最悪の場合キジコ達が先に死んでたよ今の。
私の手でうっかり皆殺しちゃった、テヘッな展開絶対あってたまるかっての。
そんな事考えモヤモヤしてる内にギウスの上下別れた体がくっついていた。
なんというか、弾けた肉体がグロめに細かく繋ぎ構成されいく光景をわざわざ見せられ気分が悪くなった。
余計にぶっ飛ばしたくなった。
「ニコ・大一閃!!」
[ギャアッ!?]
ぶっ飛ばすどころか斬ってしまった。
でも気持ち悪いもん見せて来たお前が悪いんだからな!
その原因私だけどね。
[高速再生!!]
「うお、気持ち悪っ!?」
[ハァ...ハァ...!おのれ..瞬速撃!!]
今度はキジコがよく使う高速移動攻撃技。
あの図体でこの速さは物理的に反則だろ!
でも今の私には...見える!
「そこだニコ・スラッシュ!!!」
[ガァアアッ!?]
「でかい隙を見せたな、だりゃあああッ!!」
ギウスを地面に叩きつけた。
その瞬間、ずっと溜まっていたコイツへの怒り...コイツが原因で起こってしまった悲劇に対しての怒りが爆発した。
一方的にな暴力ってのを見せてやるよ。
お前のせいで体が何度も傷ついた。
お前のせいで家の近所が魔物の血で染まった。
お前のせいで毎日が怖かった。
お前のせいで毎日が悲しかった。
お前のせいで何度かご飯が喉通らなかった。
お前のせいで眠る事さえ怖かった。
お前のせいでメンタル最悪だった。
お前のせいでジンとハル姉に迷惑かけた。
お前のせいで苦しんだ。
お前のせいで辛かった。
お前のせいでみっともない姿を見せた。
お前のせいで皆が悲しんだ。
お前のせいで悲しくなった。
お前のせいでキジコが傷ついた。
お前のせいでキジコを傷つけた。
お前のせいでキジコを殺しかけた。
お前のせいでスアを殺しかけた。
お前のせいでスアが死にかけた。
お前のせいで多くの人を失いかけた。
お前のせいで何かもかも失いかけた。
お前のせいで...
お前のせいで....!
お前のせいで!!
とにかく怒りがおさまらないんだよ!!!
何度も殴った、何度も斬った、何度も魔法を撃った。
それでも怒りが湧き上がる、ギウスの魔力が低下している。
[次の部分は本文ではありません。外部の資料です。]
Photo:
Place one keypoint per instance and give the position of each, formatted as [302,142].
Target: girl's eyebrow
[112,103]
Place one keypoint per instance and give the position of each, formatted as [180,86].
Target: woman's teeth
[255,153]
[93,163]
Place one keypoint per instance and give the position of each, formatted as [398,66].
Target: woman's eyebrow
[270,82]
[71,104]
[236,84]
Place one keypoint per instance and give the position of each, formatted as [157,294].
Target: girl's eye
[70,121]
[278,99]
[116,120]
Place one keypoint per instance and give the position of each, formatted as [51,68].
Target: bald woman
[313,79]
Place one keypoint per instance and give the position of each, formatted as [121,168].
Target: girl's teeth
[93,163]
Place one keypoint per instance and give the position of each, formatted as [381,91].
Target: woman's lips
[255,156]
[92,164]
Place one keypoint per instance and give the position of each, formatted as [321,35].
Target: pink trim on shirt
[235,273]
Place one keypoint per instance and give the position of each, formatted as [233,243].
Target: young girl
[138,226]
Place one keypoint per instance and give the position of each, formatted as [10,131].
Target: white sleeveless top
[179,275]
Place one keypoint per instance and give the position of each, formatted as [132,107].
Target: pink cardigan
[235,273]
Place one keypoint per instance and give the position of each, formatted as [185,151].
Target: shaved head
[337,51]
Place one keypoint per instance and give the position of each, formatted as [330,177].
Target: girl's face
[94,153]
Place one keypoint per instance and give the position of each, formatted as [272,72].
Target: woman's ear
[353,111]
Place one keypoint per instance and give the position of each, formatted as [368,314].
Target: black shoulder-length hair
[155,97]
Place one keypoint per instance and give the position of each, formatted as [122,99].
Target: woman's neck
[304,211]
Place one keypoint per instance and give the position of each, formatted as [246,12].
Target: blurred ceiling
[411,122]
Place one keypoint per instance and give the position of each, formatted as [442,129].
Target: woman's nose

まだだ、まだ殴り足りないと感じてしまう。
そのせいで...私は気づけなかった。
[...我の勝ちだ。]
「!!」
私の後ろにギウスが放った魔力弾が迫っていた事に。
「魔泡滅却、汚れた魔力よ無に帰れ。」
一瞬だった。
不意打ちで放たれた魔力弾が透き通る魔力の球体に包まれ...縮小して消えた。
「一体何が...。」
「ストップだニコ、飲み込まれるな。」
「へ!?」
そこにはなんと...キジコがいた。
「なんで、観覧席にいたんじゃ...。」
「向こうに行くとは言ったが観覧席に行くとは言っていない。隠密使ってずっと闘技場内にいたぞ。」
嘘だろ、気配感じなかった。
...いや待て、そういやキジコは私と魔力共有したから、共有した魔力が原因で気づけなかったのかな?私の魔力だし、力がキジコにある程度与えられたか...。
「ったく、慣れない力に飲み込まれるんじゃありません!」
「ううっ...ごめんなさい。」
また怒られた...。
「まぁでも、よく頑張りました!さっさと終わらせよう。」
「!...ああ!!」
[...ここで...。]
「ん?」
[ここで...終わってたまるか!!]
ギウスは私達を暴れ払い、修復途中のバリアを突き破り死に物狂いで外へ逃げる。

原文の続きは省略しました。